I don’t hate the word “emotional” but I’m careful how I use it. The reason is because it’s a word usually associated with weakness, hysteria, and is often assigned to females, implying some out-of-control aspect of their response to a situation. What I’ve also noticed is that the word is sometimes used interchangeably to describe an overreaction even though having an emotional response and overreacting are not the same things. Related, yes, but not the same things. When people learn to restrain or control their emotions, it’s not that they’ve learned not to feel anything but rather they’ve learned to control how they display their responses to particular feelings. This can be a good thing if you’re hot-tempered (like I am) but unhealthy if it means suppressing something that is fundamentally wrong, such as people who work in slaughterhouses and have to basically die a little themselves in order to carry out a very traumatic job day after day. I suppose what I’m saying is that the term “emotional” is one I would use more were it not for some of the stereotypes that accompany it, including how it relates to one’s reaction to animal suffering.
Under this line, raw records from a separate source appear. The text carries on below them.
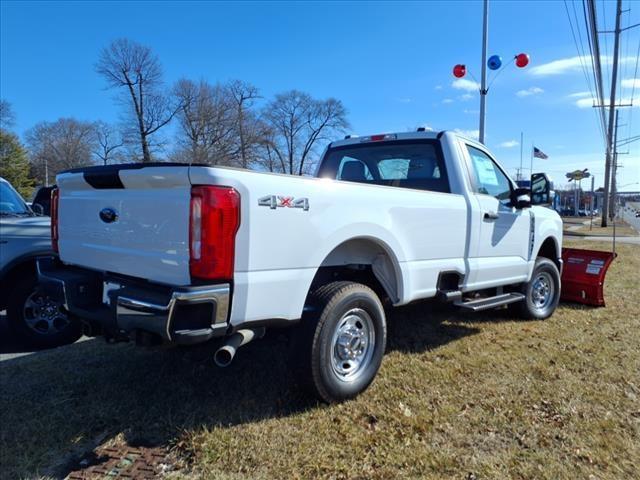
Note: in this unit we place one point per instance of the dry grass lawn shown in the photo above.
(458, 396)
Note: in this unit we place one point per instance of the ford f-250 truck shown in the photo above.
(183, 254)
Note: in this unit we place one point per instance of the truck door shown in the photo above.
(502, 250)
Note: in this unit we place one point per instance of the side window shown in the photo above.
(489, 179)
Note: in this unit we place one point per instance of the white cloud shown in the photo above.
(631, 83)
(590, 102)
(571, 64)
(468, 133)
(529, 91)
(464, 84)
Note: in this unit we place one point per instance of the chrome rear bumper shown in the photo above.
(183, 315)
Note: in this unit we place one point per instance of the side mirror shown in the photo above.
(37, 209)
(541, 188)
(520, 198)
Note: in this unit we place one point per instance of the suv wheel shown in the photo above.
(37, 319)
(542, 292)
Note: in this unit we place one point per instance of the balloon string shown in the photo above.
(499, 72)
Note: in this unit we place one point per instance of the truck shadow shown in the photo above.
(65, 402)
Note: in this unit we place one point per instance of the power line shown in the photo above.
(579, 43)
(594, 50)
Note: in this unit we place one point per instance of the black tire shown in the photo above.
(60, 329)
(345, 312)
(538, 305)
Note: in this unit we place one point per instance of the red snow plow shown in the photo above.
(583, 275)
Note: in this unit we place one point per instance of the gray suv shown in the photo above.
(34, 317)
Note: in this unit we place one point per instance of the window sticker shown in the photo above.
(486, 172)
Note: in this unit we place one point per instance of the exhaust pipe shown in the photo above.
(224, 355)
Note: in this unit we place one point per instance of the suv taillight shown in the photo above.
(213, 222)
(55, 196)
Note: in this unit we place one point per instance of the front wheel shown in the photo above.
(339, 346)
(542, 292)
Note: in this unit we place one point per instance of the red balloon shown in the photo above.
(459, 71)
(522, 60)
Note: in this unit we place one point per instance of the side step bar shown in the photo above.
(490, 302)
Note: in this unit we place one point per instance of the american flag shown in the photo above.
(539, 153)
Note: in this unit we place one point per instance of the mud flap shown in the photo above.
(583, 275)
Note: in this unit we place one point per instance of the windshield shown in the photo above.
(10, 201)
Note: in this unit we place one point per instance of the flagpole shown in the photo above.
(521, 147)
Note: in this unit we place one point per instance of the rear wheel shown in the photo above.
(38, 319)
(339, 346)
(542, 292)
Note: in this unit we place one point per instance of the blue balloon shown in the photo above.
(494, 62)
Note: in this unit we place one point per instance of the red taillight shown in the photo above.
(55, 195)
(213, 223)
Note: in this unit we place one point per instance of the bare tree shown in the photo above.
(108, 143)
(7, 117)
(55, 146)
(244, 95)
(207, 121)
(130, 65)
(297, 122)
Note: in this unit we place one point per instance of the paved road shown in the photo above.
(628, 214)
(628, 240)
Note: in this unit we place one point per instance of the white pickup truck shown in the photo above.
(183, 254)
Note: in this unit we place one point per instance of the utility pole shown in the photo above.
(521, 147)
(483, 84)
(614, 170)
(612, 112)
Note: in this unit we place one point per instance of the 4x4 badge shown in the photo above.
(277, 201)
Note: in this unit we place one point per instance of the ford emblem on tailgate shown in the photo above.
(108, 215)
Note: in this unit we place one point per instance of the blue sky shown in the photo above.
(389, 62)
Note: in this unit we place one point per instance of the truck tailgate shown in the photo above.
(127, 219)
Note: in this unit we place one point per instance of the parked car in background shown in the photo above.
(33, 316)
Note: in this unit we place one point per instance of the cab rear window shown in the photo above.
(416, 164)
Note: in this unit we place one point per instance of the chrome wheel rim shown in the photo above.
(352, 344)
(542, 291)
(44, 315)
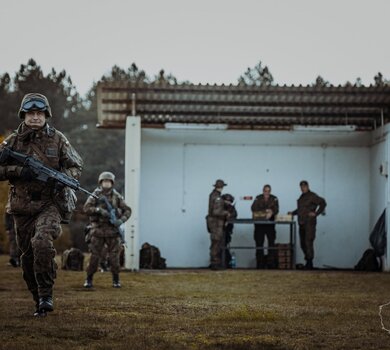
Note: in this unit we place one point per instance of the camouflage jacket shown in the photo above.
(101, 225)
(30, 197)
(260, 204)
(309, 202)
(217, 206)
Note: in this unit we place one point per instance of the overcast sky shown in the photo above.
(206, 41)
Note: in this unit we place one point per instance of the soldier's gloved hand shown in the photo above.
(102, 212)
(58, 186)
(118, 222)
(27, 174)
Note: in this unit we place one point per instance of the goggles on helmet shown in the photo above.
(34, 104)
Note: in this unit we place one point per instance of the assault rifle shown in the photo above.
(113, 218)
(42, 172)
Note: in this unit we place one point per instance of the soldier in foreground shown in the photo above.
(310, 205)
(268, 205)
(216, 219)
(14, 252)
(38, 206)
(107, 214)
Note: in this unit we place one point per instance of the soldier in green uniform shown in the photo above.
(105, 229)
(216, 219)
(310, 205)
(14, 252)
(34, 204)
(267, 204)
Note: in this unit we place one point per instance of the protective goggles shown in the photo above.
(34, 104)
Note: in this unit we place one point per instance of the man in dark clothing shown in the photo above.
(228, 230)
(216, 219)
(310, 205)
(265, 207)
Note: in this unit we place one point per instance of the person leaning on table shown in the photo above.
(269, 205)
(310, 205)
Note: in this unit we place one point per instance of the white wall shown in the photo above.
(178, 169)
(379, 199)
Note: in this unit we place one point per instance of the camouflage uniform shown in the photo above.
(308, 202)
(262, 230)
(14, 251)
(103, 232)
(32, 202)
(215, 225)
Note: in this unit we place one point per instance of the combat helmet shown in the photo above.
(228, 197)
(34, 102)
(106, 175)
(220, 183)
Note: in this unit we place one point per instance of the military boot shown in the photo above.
(309, 264)
(46, 304)
(115, 280)
(88, 282)
(38, 312)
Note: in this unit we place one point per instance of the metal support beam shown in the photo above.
(132, 185)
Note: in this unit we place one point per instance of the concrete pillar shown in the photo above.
(132, 189)
(387, 191)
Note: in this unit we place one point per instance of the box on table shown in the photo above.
(283, 218)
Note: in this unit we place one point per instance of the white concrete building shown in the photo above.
(180, 139)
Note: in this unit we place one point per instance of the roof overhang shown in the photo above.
(242, 107)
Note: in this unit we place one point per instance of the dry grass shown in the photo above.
(240, 309)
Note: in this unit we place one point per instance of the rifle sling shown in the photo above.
(40, 153)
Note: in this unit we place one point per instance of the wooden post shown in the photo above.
(132, 189)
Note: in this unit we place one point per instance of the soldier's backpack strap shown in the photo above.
(40, 153)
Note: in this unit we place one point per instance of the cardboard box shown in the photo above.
(259, 215)
(283, 218)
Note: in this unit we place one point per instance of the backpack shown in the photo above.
(378, 235)
(150, 258)
(368, 262)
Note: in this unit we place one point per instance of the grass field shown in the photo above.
(200, 309)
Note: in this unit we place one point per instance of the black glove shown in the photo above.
(102, 212)
(27, 174)
(117, 222)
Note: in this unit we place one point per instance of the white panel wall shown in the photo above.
(178, 169)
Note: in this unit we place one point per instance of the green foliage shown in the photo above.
(257, 76)
(321, 82)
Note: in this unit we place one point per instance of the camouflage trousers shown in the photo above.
(217, 242)
(35, 235)
(262, 231)
(97, 247)
(14, 252)
(307, 234)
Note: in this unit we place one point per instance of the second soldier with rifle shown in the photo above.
(107, 211)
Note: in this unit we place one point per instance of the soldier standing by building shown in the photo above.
(105, 227)
(35, 204)
(268, 205)
(228, 230)
(310, 205)
(216, 219)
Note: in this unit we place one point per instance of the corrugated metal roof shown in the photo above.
(245, 106)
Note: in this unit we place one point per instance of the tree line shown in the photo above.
(76, 116)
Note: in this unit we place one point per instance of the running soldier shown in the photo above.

One of the most feeble arguments and excuses used to dismiss or belittle the discussion around farmed animals and their treatment in agriculture today is that the topic of animal rights is considered an “emotional” one, suggesting that because it involves any degree of empathy, compassion, kindness or mercy, then it should be regarded as an issue we shouldn’t take too seriously or spend too much of our valuable human time on. I actually find this to be a fairly common response to matters involving any animals: Yesterday in the news there was a story about a kitten in Vancouver who received prosthetic legs after being rescued from neglect last year and found with both of his rear legs missing. Some of the responses to the story were eye-rollingly predictable: Do we really have the resources to justify this? How about working on some real world problems? And my personal favourite: “All this for a stray cat? That’s a waste of talent that could be used on a child.” As if providing one kitten with a pair of artificial legs automatically precludes a child with missing legs from getting any. I don’t know where we get this idea that because you help an animal, somehow human problems are suddenly being neglected. God forbid one animal’s need dare to threaten or upset our mighty position of importance on the food chain.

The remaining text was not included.